Bring your earplugs, for even on TV, the crowds are sure to be annoyingly loud.

Fitting, isn't it?

Friday, September 01, 2006

Gibby's Idea From The Heart, But Unfathomable

The voice on the other end of the phone was, as usual, direct and without any sort of wishy-washiness.

"If the Tigers had any sort of class at all, they'd fly Alan Trammell in and have him throw out the first pitch of Game 1 of the playoffs," the voice said. "He worked his (expletive) ass off for the organization."

And then Kirk Gibson admitted that it would never happen.

Gibson says he hasn't spoken to Tram recently, but that #3 was "fine" with the decision made last October to strip him of his Tigers stripes and hire Jimmy Leyland. Of course, you can't strip what's wrapped around a man's heart.

Motor City Sports Magazine will be doing a feature on Gibby's son, Cameron, who's quite a hockey and baseball player, and Chris Chelios' hockey-playing son, for a future issue. But for a moment on the phone, the talk turned to today's Tigers.

"Craig Monroe pulled a Kirk Gibson last night," I said about C-Mo's game-winning homer in New York Wednesday night.

"That was some good stuff," Gibby said. "He's doing really well. Happy for him."

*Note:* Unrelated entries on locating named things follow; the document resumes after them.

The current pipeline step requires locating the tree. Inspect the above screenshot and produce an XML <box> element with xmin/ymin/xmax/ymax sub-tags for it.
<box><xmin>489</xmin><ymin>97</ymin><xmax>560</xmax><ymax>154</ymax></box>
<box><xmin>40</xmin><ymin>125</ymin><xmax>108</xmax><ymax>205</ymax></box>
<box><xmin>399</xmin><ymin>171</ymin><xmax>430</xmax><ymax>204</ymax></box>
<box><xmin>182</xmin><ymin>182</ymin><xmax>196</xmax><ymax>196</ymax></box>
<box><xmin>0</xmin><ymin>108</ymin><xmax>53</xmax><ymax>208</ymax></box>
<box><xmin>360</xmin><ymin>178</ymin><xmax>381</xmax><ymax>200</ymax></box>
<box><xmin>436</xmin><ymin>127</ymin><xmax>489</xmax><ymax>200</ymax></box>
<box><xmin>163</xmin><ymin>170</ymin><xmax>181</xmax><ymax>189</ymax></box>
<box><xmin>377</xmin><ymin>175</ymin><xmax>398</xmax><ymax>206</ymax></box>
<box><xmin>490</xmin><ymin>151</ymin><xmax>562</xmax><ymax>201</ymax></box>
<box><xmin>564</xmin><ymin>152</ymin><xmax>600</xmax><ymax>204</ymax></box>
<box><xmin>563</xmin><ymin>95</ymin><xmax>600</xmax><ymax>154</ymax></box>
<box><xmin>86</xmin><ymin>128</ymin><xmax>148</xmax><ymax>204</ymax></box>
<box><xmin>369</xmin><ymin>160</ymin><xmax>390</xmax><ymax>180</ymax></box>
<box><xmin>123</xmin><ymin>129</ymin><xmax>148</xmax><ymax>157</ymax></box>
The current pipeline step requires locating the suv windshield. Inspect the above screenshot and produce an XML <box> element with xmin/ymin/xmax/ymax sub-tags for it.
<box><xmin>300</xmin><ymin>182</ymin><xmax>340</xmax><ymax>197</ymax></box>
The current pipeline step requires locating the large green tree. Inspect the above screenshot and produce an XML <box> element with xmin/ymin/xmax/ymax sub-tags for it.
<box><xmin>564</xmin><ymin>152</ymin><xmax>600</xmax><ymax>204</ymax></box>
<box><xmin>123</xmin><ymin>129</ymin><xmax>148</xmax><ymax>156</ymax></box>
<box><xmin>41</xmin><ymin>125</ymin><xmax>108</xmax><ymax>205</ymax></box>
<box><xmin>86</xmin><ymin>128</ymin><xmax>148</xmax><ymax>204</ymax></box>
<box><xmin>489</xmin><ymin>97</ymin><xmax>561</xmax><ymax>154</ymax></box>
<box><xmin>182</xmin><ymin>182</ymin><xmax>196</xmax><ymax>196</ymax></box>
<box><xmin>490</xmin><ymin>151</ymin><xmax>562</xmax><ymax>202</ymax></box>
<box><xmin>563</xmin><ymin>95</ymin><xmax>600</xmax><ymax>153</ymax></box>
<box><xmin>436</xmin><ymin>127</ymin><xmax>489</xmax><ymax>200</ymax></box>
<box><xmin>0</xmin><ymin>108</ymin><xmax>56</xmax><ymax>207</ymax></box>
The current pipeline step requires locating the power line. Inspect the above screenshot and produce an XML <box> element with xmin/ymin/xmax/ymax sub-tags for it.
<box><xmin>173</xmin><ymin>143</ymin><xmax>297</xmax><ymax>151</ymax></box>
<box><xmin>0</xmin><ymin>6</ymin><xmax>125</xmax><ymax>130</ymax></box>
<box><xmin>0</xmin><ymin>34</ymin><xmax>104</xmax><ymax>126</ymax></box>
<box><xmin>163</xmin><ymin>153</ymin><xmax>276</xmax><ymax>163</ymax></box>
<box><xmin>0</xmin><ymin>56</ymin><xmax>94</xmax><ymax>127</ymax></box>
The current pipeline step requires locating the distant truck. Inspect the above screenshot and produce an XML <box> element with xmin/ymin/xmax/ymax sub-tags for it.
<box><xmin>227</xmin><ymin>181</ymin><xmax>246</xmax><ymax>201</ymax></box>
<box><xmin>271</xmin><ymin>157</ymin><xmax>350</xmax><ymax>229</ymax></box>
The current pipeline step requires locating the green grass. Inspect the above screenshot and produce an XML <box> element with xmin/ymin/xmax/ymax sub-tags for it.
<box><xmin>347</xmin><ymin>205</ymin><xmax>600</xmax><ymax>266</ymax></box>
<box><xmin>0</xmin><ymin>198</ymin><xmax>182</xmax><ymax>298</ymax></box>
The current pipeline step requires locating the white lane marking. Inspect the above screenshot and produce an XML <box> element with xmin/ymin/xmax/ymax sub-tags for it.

But back to the Trammell/throwing-out-the-first-pitch thing.

It's a sweet thought, I suppose, but there's no way the team will look backward in a year that's causing everyone to look forward. It also would not be without some controversy, I believe. Trammell was fired. He did not quit. If he had his druthers, he'd still be roaming the dugout. And everyone knows that. Too uncomfortable. And not fair to Leyland, either -- although he's a grizzled guy who can take care of himself.

I suggested another kind of tribute.

"They should build a statue in Comerica Park of Trammell and Lou Whitaker turning a double play, to join the other ones out there," I said.

"Don't hold your breath," Gibson said.

I hope he's wrong. It's not too soon in CoPa's history to start thinking about the next statue.

You could do worse than to honor Trammell and Whitaker, don't you think?